Want To Climb Mt. Everest? Plan On Passing More Than 200 Dead Bodies
As if the intense weather conditions and lack of oxygen didn’t make climbing Mount Everest hard enough, there’s now confirmation that more than 200 dead bodies line the trails to the top.
The world’s tallest mountain has long been too irresistible for explorers to ignore. Even a group of musicians -- including G. Love and members of the Gin Blossoms -- set out to climb Everest to raise cancer awareness. But a recent report from Smithsonian Magazine reminded the public how dangerous venturing to the summit really is.
Skill and experience are not the only factors a climber needs to survive an Everest expedition. Luck seems to be key, with one misstep opening the possibility of falling into an abyss or entering the path of a falling boulder. The lack of oxygen also poses a risk -- but none of these things offers the warnings that walking by a dead body does.
The bodies on Mount Everest have been preserved for so long and are thus so well-known that many have nicknames. “Green Boots,” suspected to be Tsewang Paljor, an Indian climber who perished in 1996, serves as a kind of trail-marker for hikers approaching the Everest’s summit. Green Boots was separated from the rest of his group and took shelter beneath an overhang, where he still sits.
David Sharp apparently followed in Green Boots' footsteps, and he tried taking refuge in the same cave ten years later. Smithsonian reported that dozens of climbers passed by Sharp while he was still alive and apparently thought he was the already dead Green Boots. By the time some tried to save him, it was too late.
Both bodies are still in their final resting place.

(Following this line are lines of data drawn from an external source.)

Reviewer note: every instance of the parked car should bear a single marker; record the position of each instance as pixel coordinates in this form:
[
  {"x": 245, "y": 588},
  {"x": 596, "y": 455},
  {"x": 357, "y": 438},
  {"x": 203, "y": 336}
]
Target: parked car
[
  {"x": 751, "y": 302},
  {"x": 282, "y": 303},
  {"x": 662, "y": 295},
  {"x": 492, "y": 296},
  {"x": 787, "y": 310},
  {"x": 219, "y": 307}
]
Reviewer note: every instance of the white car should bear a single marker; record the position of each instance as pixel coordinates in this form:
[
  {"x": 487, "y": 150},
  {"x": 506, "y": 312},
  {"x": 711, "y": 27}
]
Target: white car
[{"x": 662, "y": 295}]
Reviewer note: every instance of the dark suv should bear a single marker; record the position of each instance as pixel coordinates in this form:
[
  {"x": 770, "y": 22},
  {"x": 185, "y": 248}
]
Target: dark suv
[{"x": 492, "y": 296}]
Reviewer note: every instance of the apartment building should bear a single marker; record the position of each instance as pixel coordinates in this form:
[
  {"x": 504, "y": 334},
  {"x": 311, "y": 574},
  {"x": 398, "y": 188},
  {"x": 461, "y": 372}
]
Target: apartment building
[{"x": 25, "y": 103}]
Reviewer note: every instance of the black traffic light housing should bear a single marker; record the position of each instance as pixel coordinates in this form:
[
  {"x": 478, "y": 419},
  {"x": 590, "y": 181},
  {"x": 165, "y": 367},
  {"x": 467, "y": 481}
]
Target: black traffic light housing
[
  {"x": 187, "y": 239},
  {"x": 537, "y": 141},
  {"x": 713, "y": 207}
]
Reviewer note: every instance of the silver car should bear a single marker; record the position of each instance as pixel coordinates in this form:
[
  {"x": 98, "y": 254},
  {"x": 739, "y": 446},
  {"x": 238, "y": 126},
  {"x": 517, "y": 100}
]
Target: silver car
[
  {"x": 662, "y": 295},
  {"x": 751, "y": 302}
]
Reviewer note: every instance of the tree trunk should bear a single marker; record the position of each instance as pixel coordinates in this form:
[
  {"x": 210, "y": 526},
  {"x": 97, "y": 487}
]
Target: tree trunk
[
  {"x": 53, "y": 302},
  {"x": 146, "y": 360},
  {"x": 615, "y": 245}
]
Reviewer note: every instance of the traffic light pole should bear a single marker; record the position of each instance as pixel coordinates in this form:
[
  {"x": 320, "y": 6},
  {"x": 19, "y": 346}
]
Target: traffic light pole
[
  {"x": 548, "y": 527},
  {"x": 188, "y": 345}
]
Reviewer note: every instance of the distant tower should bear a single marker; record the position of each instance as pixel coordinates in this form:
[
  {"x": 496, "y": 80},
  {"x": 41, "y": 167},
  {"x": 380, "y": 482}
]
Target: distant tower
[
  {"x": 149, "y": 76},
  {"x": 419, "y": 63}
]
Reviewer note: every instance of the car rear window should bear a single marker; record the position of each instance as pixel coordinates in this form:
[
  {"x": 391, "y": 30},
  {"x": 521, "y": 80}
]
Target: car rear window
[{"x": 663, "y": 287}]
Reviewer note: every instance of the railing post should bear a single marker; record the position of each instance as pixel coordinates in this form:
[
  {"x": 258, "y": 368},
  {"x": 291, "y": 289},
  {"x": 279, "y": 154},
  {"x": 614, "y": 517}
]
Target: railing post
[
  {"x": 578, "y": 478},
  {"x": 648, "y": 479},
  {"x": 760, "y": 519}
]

Altered Dimensions offers some gruesome photographic evidence of their misfortune and chronicles similar stories about Everest explorers who became stranded in snow or fell hundreds of feet.
The most famous person to start the journey to the top of Mt. Everest and not live to tell the tale might be the British mountaineer George Mallory. The World War I hero led the first three expeditions up Everest. He vanished on the last one in 1924, and his body was not found until 1999, with a broken leg and a rope tied around his waist.